Ontario to retool apprenticeship system
Toronto – Ontario is taking the first steps to modernize its skilled trades and apprenticeship system to make it easier for the province to keep up in training the skilled tradespeople it says will be demanded by the economy.
About one in five new jobs in Ontario in the coming years are expected to be in trades-related occupations, the Ministry of Training, Colleges and Universities said in a news release. Employers say that it is difficult to find the key skilled trades workers they need.

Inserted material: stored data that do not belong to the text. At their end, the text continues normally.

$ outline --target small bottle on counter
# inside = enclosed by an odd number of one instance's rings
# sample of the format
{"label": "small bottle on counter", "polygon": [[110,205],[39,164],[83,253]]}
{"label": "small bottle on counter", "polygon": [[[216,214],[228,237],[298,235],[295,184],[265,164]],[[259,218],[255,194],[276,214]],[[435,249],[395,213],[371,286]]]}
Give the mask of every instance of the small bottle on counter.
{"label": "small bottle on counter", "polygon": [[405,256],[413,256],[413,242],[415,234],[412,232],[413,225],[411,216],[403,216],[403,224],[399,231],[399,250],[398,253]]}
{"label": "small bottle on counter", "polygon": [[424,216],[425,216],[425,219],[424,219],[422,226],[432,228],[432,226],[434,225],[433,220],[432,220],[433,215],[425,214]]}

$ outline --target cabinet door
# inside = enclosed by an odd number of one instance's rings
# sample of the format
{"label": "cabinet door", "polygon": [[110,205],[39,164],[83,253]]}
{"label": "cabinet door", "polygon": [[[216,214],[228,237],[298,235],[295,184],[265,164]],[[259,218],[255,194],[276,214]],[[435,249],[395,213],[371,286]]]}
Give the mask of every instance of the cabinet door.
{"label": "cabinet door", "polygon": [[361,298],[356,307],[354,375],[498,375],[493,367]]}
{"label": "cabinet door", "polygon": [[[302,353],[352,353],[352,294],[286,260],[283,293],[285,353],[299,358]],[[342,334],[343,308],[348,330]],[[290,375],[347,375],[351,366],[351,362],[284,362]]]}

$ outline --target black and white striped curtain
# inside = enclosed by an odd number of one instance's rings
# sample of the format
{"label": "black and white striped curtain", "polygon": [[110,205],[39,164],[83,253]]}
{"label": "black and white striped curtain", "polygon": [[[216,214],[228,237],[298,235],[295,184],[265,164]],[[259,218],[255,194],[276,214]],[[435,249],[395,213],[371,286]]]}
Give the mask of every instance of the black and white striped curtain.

As part of its Open for Business Action Plan to increase investment and create good jobs, the province is cutting unnecessary regulations that are inefficient, inflexible or out-of-date, while maintaining rules that keep Ontarians safe and healthy, including:
Set all journeyperson to apprentice ratios at one-to-one
Currently,Ontario's ratios are among the highest in Canada, limiting the number of apprentices an employer can train relative to the number of journeypersons they employ. Ontario's journeyperson to apprentice ratios likely contribute to the higher costs seen in the construction sector.
For trades that are subject to ratios, the change to a one-to-one journeyperson to apprentice ratio would simplify and streamline how employers can hire and oversee apprentices, reduce costs and provide more flexibility for employers. Setting a single, lower ratio would better align Ontario with other provinces and territories in Canada.
Implementing a moratorium on trade classifications and reclassifications
There are currently 133 voluntary and 23 compulsory trades in Ontario. Anyone practicing a compulsory trade must have a Certificate of Qualification or be registered as an apprentice or journeyperson candidate and must be a member in good standing of the Ontario College of Trades, unless they are exempt under the legislation.
Trade classification and re-classification in Ontario is currently overly burdensome and can affect decisions to hire new staff, as well as companies' ability to compete in the global marketplace. The moratorium would mitigate the risks of increasing regulatory burden and costs for businesses.
Winding down the Ontario College of Trades
There have been persistent challenges in how the skilled trades in Ontario are regulated, the amount of College membership fees that apprentices and journeypersons are subject to and the complexity of the rules apprentices, journeypersons and employers are bound by.
Apprenticeship in Ontario needs to be modernized and transformed to better meet the needs of apprentices, employers and industry. As part of the government's commitment to reduce unnecessary regulatory burdens, and to modernize apprenticeship in Ontario, the government is proposing to wind down the Ontario College of Trades.
If passed, the government intends to support an orderly transition and ensure continuity of services to employers, workers and apprentices. The Minister would have special powers in legislation, including the authority to take charge and control over the College's Board of Governors and to appoint an administrator to act on her behalf.
The government intends to develop a replacement model for the regulation of the skilled trades and apprenticeship system in Ontario by early 2019.
The Ministry of Labour will continue to enforce the Occupational Health and Safety Act to ensure worker safety.
Further improvements to the apprenticeship system
The government will look at ways to promote the skilled trades in Ontario and to improve access to the apprenticeship system for both apprentices and employers. The goal is to make it easier to navigate and move through the system so that Ontario gets the skilled trades workforce it needs to build a thriving economy and create quality jobs.